Reception of James's novels has been conflicted—the same elements that some critics find to be strengths, others believe are his weaknesses. The conflicting nature of how readers and reviewers respond stems from reactions to the often upfront brutality juxtaposed with the mechanical elements James uses to tell his stories. One critic writes: "The linguistic and stylistic excess which dominates A Brief History of Seven Killings both elevates it and burdens it." Another reviewer explained, "I have had conversations with fellow Caribbeanists and students in which they have used terms like "orgiastic" and "masturbatory" to describe James's writing." When reviewing The Book of Night Women, another critic explains: "Rape, torture, murder and other dehumanizing acts propel the narrative, never failing to shock in both their depravity and their humanness. It is this complex intertwining that makes James’s book so disturbing and so eloquent."
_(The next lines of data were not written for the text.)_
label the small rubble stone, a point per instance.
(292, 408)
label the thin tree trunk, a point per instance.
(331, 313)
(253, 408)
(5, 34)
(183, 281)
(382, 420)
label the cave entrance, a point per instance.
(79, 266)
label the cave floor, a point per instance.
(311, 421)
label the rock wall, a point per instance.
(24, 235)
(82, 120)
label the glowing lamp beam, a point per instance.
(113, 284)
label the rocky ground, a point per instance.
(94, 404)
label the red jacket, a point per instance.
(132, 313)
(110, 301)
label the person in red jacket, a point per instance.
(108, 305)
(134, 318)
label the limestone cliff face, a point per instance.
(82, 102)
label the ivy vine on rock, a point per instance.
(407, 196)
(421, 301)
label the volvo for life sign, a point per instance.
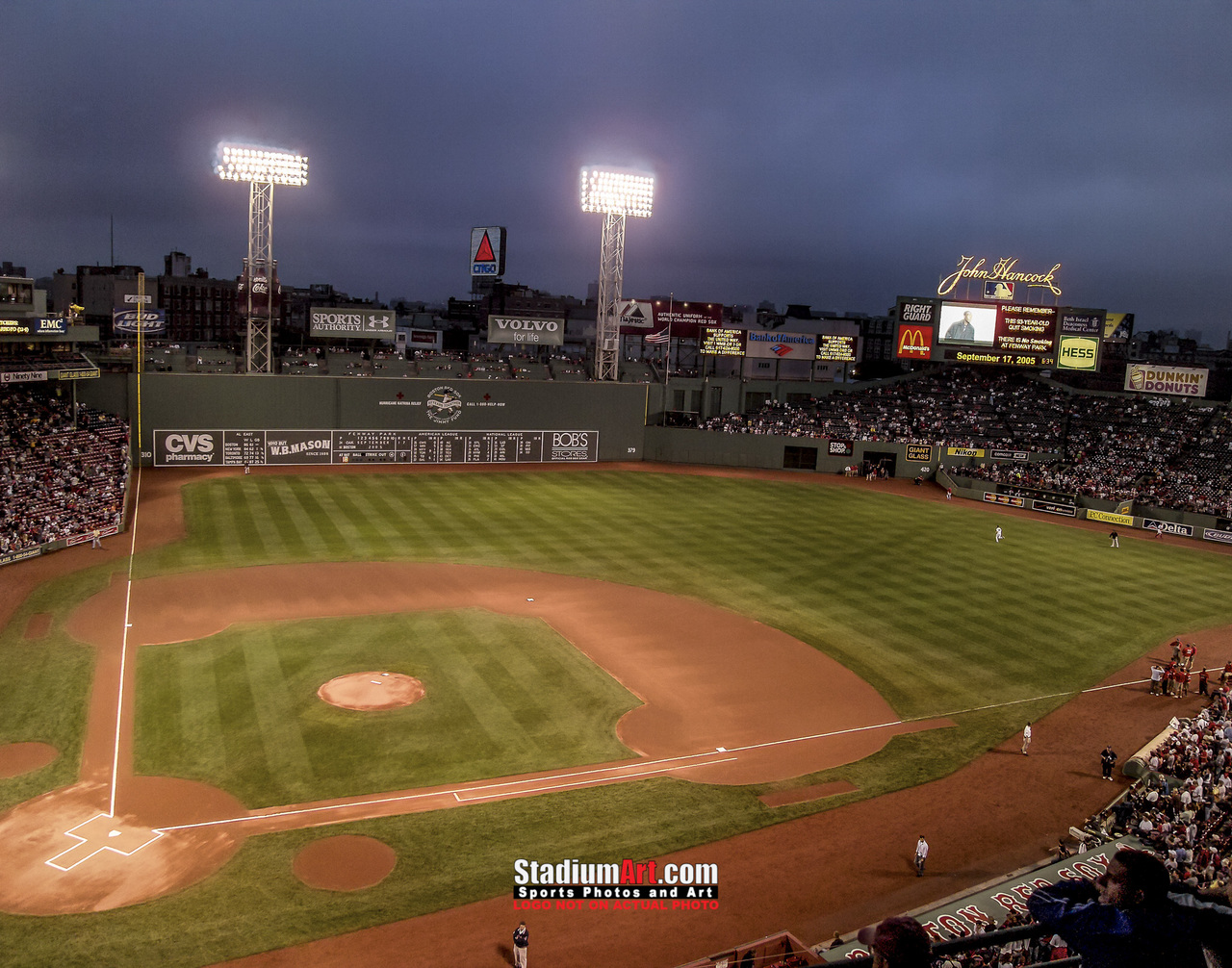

James has taught English and creative writing at Macalester College in St. Paul, Minnesota, since 2007. He is also a faculty lecturer at St. Francis College's Low Residency MFA in Creative Writing.
His first novel, John Crow's Devil (2005) – which was rejected 70 times before being accepted for publication – tells the story of a biblical struggle in a remote Jamaican village in 1957. His second novel, The Book of Night Women (2009), is about a slave woman's revolt in a Jamaican plantation in the early 19th century. His 2014 novel, A Brief History of Seven Killings, explores several decades of Jamaican history and political instability through the perspectives of many narrators. It won the fiction category of the 2015 OCM Bocas Prize for Caribbean Literature and the 2015 Man Booker Prize for Fiction, having been the first book by a Jamaican author ever to be shortlisted. He is the second Caribbean winner of the prize, following Trinidad-born V. S. Naipaul who won in 1971. James's most recent work, Black Leopard, Red Wolf (2019), is the first in a planned fantasy series.
James was born in Kingston, Jamaica, to parents who were both in the Jamaican police: his mother (who gave him his first prose book, a collection of stories by O. Henry) became a detective and his father (from whom James took a love of Shakespeare and Coleridge) a lawyer. James attended Kingston's prestigious Wolmer's Trust High School for Boys. He is a 1991 graduate of the University of the West Indies, where he read Language and Literature. He left Jamaica to escape homophobic violence and economic conditions that he felt would mean career stagnation, later explaining: "Whether it was in a plane or a coffin, I knew I had to get out of Jamaica." He received a master's degree in creative writing from Wilkes University (2006).
James has said that he re-read Ben Okri's 1991 novel The Famished Road while writing Black Leopard, Red Wolf: "Okri is such an influence on me. I’ve read Famished Road like four times."
Marlon James (born 24 November 1970) is a Jamaican writer. He has written four novels: John Crow's Devil (2005), The Book of Night Women (2009), A Brief History of Seven Killings (2014), winner of the 2015 Man Booker Prize, and Black Leopard, Red Wolf (2019). Now living in Minneapolis, Minnesota in the U.S., James teaches literature at Macalester College in St. Paul, Minnesota. He is also a faculty lecturer at St. Francis College's Low Residency MFA in Creative Writing.